Initially thinking his wife had fallen asleep in the bath, O’Gorman peeled open one of her eyelids to check for a response, but she remained unresponsive.
O’Gorman then noticed that his wife’s iPhone, which was attached to a 3m extension cable, had been plugged into a socket in the bedroom. He grabbed the device which was “just barely in the water” and threw it into the sink.
He pulled his wife out of the bath, receiving a small electric shock, before calling for Leah, his eldest daughter, to ring emergency services. He attempted to give her CPR before she succumbed to the electric shock.
‘A hazard you could die from’
O’Gorman has called for a warning to be displayed on iPhones that charging the device near water “is a hazard you could die from”.
He claimed that another man had died in similar circumstances in London, Britain, in March 2017, while he was also aware of the death of a child in the United States who also used a charging mobile phone in the bath.
He told the inquest: “The only thing you hear about is how these phones are great in up to six feet of water. It gives people the idea that you can have your phone near water."

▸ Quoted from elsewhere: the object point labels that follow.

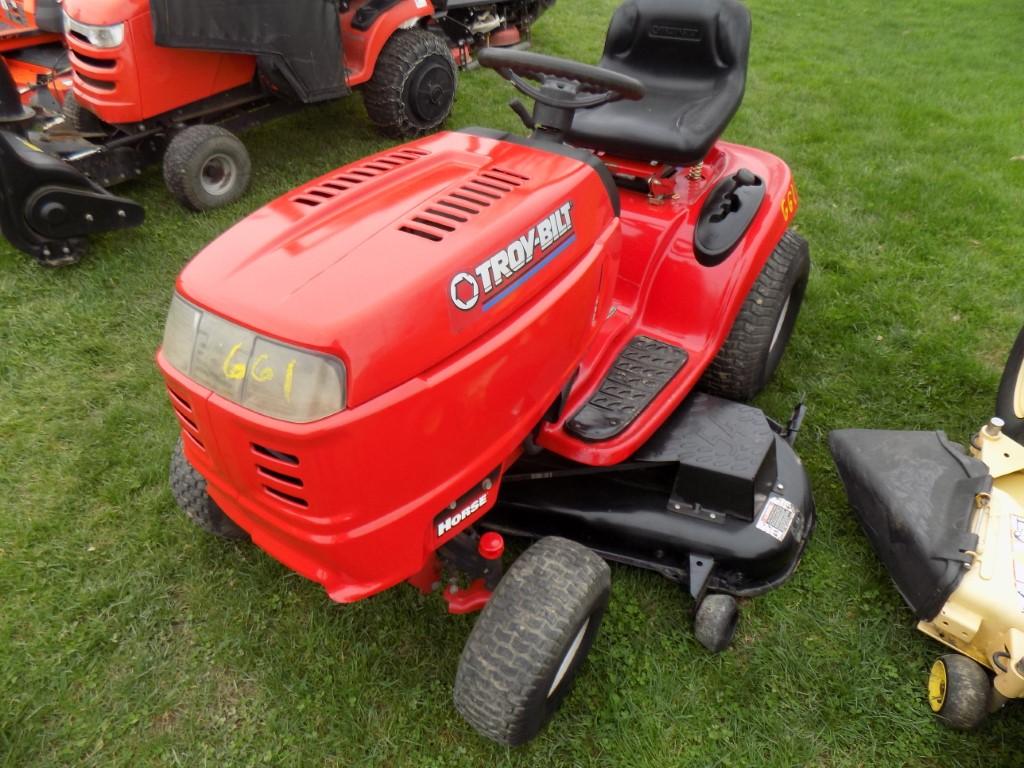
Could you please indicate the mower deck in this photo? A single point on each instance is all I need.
(716, 500)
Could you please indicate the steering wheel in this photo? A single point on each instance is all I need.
(564, 84)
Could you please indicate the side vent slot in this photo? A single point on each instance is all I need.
(280, 456)
(420, 233)
(446, 215)
(283, 497)
(476, 189)
(349, 177)
(280, 476)
(435, 224)
(185, 418)
(510, 176)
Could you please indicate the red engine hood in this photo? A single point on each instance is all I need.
(398, 261)
(105, 11)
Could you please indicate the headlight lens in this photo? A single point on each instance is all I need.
(260, 374)
(101, 37)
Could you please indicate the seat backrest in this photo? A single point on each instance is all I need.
(671, 44)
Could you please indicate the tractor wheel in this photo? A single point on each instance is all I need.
(1010, 401)
(755, 345)
(960, 691)
(78, 118)
(206, 167)
(528, 643)
(413, 87)
(188, 489)
(716, 622)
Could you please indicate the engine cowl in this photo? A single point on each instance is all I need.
(398, 261)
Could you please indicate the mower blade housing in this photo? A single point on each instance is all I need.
(48, 208)
(715, 500)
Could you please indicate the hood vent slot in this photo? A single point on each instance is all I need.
(351, 177)
(444, 215)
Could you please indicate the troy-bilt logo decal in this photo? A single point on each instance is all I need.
(499, 275)
(455, 518)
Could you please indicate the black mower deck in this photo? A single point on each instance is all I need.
(716, 500)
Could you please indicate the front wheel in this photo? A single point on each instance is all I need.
(523, 653)
(715, 623)
(761, 332)
(413, 87)
(188, 489)
(1010, 401)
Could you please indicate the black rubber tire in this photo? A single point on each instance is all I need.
(414, 84)
(546, 611)
(715, 623)
(755, 346)
(206, 167)
(1010, 400)
(78, 118)
(967, 693)
(188, 489)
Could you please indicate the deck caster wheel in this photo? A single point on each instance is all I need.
(188, 489)
(761, 332)
(716, 622)
(413, 87)
(206, 167)
(960, 691)
(1010, 400)
(524, 651)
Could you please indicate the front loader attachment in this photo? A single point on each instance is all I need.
(47, 207)
(914, 495)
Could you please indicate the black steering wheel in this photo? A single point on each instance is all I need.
(563, 84)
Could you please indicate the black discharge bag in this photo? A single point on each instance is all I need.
(297, 42)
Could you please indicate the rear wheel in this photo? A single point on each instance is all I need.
(206, 167)
(960, 691)
(1010, 401)
(523, 653)
(755, 346)
(188, 489)
(413, 87)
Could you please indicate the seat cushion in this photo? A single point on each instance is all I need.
(691, 55)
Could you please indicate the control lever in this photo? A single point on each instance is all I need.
(520, 109)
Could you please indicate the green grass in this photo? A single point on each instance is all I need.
(128, 638)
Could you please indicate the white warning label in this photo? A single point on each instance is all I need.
(776, 517)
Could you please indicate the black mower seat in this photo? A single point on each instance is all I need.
(691, 54)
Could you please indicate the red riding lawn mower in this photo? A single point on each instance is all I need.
(173, 81)
(474, 334)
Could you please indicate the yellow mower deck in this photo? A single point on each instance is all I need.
(984, 616)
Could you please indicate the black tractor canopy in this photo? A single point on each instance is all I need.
(297, 42)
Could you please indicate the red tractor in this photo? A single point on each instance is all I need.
(477, 333)
(32, 48)
(173, 82)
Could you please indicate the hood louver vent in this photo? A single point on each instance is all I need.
(471, 199)
(354, 176)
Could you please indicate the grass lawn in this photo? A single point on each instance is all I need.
(129, 638)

Paul Collins, a consultant forensic engineer, told the inquest that he believed O’Gorman’s phone fell into the water and in the process of retrieving it, her hand brushed the handle of a shower attachment, causing the electric current to pass through her body.

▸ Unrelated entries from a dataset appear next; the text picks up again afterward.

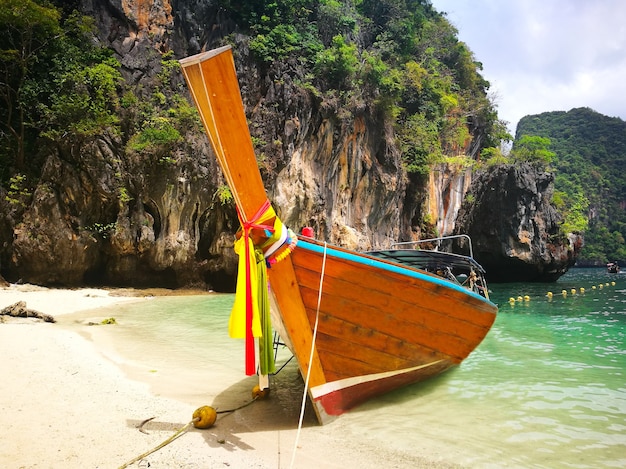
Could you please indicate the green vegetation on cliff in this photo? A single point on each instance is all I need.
(401, 58)
(590, 166)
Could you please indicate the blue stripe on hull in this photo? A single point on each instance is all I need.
(395, 268)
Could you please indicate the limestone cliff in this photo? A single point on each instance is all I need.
(514, 227)
(101, 214)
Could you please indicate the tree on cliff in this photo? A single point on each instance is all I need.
(27, 30)
(589, 155)
(54, 83)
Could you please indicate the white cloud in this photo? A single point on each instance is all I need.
(547, 55)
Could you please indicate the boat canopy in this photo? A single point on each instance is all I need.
(430, 260)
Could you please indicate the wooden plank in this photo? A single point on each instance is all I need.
(213, 84)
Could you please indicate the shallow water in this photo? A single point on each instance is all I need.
(546, 388)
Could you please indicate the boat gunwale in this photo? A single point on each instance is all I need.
(385, 264)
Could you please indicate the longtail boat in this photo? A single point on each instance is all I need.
(359, 324)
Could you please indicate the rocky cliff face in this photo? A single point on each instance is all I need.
(513, 226)
(100, 215)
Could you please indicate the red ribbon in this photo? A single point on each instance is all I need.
(247, 227)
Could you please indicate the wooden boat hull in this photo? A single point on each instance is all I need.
(379, 325)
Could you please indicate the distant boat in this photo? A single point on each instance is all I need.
(359, 324)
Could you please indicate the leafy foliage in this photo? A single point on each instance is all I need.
(589, 161)
(402, 54)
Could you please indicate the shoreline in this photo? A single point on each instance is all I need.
(65, 403)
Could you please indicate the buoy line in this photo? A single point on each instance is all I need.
(203, 417)
(564, 293)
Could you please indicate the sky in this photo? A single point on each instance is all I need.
(546, 55)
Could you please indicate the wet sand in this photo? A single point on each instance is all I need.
(66, 401)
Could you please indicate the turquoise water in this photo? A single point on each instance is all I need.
(546, 388)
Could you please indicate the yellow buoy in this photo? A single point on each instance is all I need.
(259, 393)
(206, 416)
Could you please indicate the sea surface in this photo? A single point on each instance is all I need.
(545, 389)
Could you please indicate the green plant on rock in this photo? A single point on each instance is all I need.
(18, 191)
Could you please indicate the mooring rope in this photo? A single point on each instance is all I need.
(308, 374)
(179, 432)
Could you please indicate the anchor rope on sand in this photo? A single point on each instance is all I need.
(203, 417)
(308, 373)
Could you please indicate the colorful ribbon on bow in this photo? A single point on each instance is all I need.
(250, 316)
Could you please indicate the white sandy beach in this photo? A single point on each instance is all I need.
(64, 404)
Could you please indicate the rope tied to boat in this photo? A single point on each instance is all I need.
(262, 241)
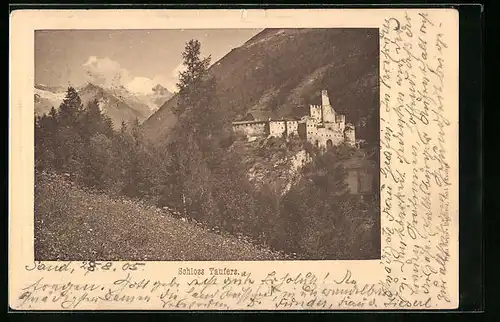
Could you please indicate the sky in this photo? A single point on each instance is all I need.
(136, 59)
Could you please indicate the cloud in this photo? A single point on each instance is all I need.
(108, 73)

At current of two amps, typical for chargers, was “more than enough” to kill a person, he told the inquest.
“If she had not taken her hand out of the bath, she would probably still be alive,” he added.
Burns to the chest and arm
Fiona Tormey, a paramedic, gave evidence that an emergency call was received at around 8.25pm with an ambulance arriving at the scene at 8.38pm.
Heidi Okkers, a state pathologist who performed the autopsy, said she had suffered burns to her chest and left arm as well as full-thickness burns to her right index finger and thumb.
She said that no trace of alcohol or drugs were found in O’Gorman’s body, and that there was no evidence that her blood clotting and thyroid conditions contributed to her death.